Cross-circuit pattern. Necessity inversely correlates with prediction confidence: Berlin (p=0.973): 1/9; Rome (p=0.974): 4/10; Tokyo (p=0.990): 3/10; Teacher (p=0.486): 3/10; Bird (p=0.117): 8/10. Three features recur as necessary across multiple circuits: L25/#286 (Rome, Tokyo, Cairo), L25/#4717 (Rome, Teacher, Bird), and L23/#13914 (Tokyo, Cairo).
| Circuit | p | N feat. | Default Output | Steered Output | Disrupted? |
|---|---|---|---|---|---|
analog_berlin |
0.973 | 9 | Germany. It is the | of of of of of | YES |
analog_rome |
0.974 | 10 | Italy. It is the | pleaſure pleaſure plea | YES |
analog_tokyo |
0.990 | 10 | Japan. It is the | country country count | YES |
analog_teacher |
0.486 | 10 | school. The doc | 1111 | YES |
analog_bird |
0.117 | 10 | air. The fish | (newline) The the the | YES |
| Cairo→Kenya | 0.963 | 9 | Kenya. It is the | (whitespace) | YES |
| Puppy→cat | 0.756 | 4 | cat. I' | cat. I think | no |
6/7 circuits fully disrupted. Failure modes are qualitatively informative: capital analogies degenerate to repetitive or archaic text, indicating the backbone is required for entity selection while the prompt structure alone partially activates a "country" category. Teacher collapses to "1111"; bird falls through to generic continuation. Puppy→cat is the sole exception, apparently carried by direct embedding-to-logit connections outside the multi-hop backbone.

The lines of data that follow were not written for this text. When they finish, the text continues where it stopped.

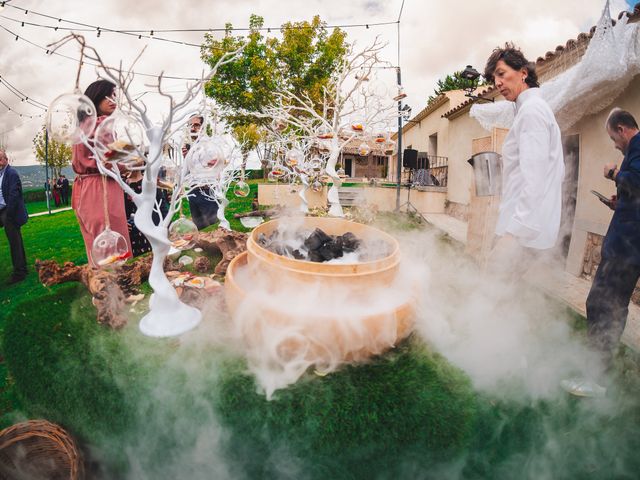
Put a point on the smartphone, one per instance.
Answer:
(602, 198)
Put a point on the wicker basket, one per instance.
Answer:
(36, 450)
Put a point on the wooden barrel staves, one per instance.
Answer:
(36, 450)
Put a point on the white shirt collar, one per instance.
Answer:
(526, 95)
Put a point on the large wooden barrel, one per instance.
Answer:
(355, 326)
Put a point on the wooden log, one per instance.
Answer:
(108, 297)
(110, 289)
(272, 212)
(226, 242)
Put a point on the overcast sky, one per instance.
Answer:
(436, 38)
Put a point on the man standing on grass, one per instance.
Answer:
(619, 269)
(13, 215)
(204, 210)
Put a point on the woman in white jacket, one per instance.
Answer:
(533, 164)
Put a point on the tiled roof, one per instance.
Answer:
(545, 62)
(582, 38)
(488, 92)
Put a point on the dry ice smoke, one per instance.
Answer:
(502, 333)
(289, 323)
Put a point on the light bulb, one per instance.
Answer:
(183, 234)
(109, 249)
(241, 189)
(70, 117)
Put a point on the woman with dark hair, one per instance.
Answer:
(88, 189)
(533, 164)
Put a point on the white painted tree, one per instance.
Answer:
(351, 109)
(142, 149)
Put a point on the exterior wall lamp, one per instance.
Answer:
(472, 75)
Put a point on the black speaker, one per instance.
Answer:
(410, 159)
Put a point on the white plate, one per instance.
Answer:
(251, 222)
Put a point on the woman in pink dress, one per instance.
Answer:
(88, 189)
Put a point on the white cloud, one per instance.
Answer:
(436, 38)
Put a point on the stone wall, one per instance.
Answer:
(592, 259)
(457, 210)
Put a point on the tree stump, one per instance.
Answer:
(111, 289)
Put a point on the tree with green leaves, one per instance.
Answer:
(59, 154)
(301, 62)
(454, 81)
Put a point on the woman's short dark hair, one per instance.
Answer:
(512, 56)
(98, 91)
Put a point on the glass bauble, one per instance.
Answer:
(278, 172)
(315, 164)
(294, 157)
(183, 234)
(122, 138)
(207, 158)
(241, 189)
(364, 149)
(70, 117)
(109, 249)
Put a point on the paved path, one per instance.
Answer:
(46, 212)
(559, 284)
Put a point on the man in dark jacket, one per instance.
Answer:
(13, 215)
(619, 270)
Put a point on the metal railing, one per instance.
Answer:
(432, 170)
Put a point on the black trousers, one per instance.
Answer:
(608, 303)
(18, 257)
(204, 212)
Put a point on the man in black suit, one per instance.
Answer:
(619, 270)
(13, 215)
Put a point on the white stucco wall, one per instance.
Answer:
(596, 149)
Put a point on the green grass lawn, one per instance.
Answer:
(165, 409)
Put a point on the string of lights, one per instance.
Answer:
(20, 125)
(152, 31)
(16, 112)
(98, 31)
(21, 95)
(49, 52)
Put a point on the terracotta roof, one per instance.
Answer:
(584, 38)
(436, 103)
(488, 92)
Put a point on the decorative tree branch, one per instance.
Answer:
(168, 315)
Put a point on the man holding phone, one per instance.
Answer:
(619, 269)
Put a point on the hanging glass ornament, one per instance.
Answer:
(183, 234)
(364, 149)
(278, 172)
(241, 189)
(70, 117)
(315, 164)
(109, 249)
(294, 157)
(122, 138)
(207, 158)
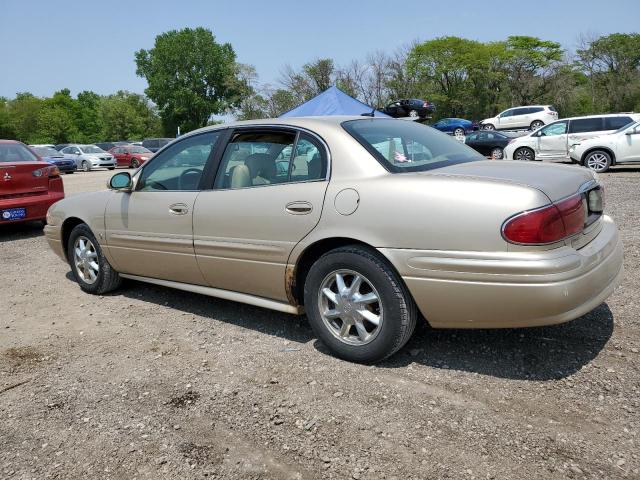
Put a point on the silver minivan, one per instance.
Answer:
(552, 142)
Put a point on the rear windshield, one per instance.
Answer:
(47, 152)
(14, 152)
(403, 146)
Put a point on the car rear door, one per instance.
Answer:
(150, 230)
(268, 195)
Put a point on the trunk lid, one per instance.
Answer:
(17, 179)
(555, 181)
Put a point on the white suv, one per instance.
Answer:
(600, 153)
(529, 117)
(552, 142)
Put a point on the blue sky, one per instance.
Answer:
(46, 45)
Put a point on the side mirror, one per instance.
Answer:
(121, 181)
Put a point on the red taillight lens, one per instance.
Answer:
(547, 225)
(51, 171)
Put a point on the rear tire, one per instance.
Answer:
(599, 161)
(380, 295)
(524, 154)
(89, 266)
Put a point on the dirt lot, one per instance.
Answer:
(155, 383)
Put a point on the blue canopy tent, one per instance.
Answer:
(332, 101)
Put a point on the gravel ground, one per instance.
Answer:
(155, 383)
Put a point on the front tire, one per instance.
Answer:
(358, 306)
(524, 154)
(497, 153)
(599, 161)
(88, 264)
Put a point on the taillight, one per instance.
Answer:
(50, 171)
(548, 224)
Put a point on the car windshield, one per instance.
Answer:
(47, 152)
(402, 146)
(624, 127)
(139, 150)
(91, 149)
(15, 152)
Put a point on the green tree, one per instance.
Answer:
(529, 63)
(191, 77)
(612, 64)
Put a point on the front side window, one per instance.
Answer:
(14, 152)
(256, 158)
(180, 167)
(559, 128)
(586, 125)
(407, 146)
(614, 123)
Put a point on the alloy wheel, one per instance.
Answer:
(597, 162)
(350, 307)
(524, 154)
(85, 258)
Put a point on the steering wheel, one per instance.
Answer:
(182, 179)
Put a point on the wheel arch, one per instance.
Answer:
(296, 274)
(593, 149)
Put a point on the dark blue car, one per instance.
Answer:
(456, 126)
(54, 157)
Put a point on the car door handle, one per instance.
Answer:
(298, 208)
(178, 209)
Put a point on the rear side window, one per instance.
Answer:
(586, 125)
(409, 147)
(614, 123)
(14, 152)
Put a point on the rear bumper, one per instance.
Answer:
(512, 289)
(36, 206)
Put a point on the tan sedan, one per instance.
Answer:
(362, 223)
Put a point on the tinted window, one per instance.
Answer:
(257, 158)
(14, 152)
(614, 123)
(408, 147)
(558, 128)
(180, 166)
(586, 125)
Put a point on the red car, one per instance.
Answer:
(28, 185)
(130, 155)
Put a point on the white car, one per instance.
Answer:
(89, 156)
(528, 117)
(553, 141)
(600, 153)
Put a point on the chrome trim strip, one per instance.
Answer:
(223, 294)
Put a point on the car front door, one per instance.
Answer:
(150, 230)
(267, 196)
(552, 141)
(628, 145)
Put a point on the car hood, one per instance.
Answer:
(555, 181)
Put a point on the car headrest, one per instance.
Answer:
(261, 165)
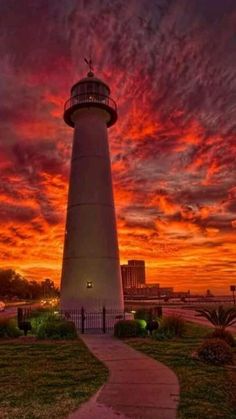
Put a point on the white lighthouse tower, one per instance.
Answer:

Individual suppression of the 9 key phase features across all five prompts (45 tests):
| Feature | Phase | Label | Berlin | Rome | Tokyo | Teacher | Bird |
|---|---|---|---|---|---|---|---|
| L0/11651 | 1 | "the word 'to'" | Berlin | Rome | Tokyo | school | water |
| L1/11356 | 1 | "'to' followed by a verb" | — | — | — | — | — |
| L4/10752 | 1 | "'to be' preceded by 'to'" | — | — | — | classroom | sky |
| L5/9672 | 1 | "the phrase 'it is to'" | — | — | — | — | sky |
| L5/5793 | 2 | "analogies" | — | — | — | — | — |
| L5/2141 | 2 | "comparisons of public figures" | — | — | — | — | — |
| L8/13766 | 2 | "analogies or comparisons" | — | — | — | — | fish |
| L9/13344 | 2 | "comparison between two things" | — | — | — | — | sky |
| L13/10969 | 3 | "comparisons between disciplines" | — | — | — | — | — |
Cells show the steered first token when suppressed at strength −20. "—" = prediction unchanged.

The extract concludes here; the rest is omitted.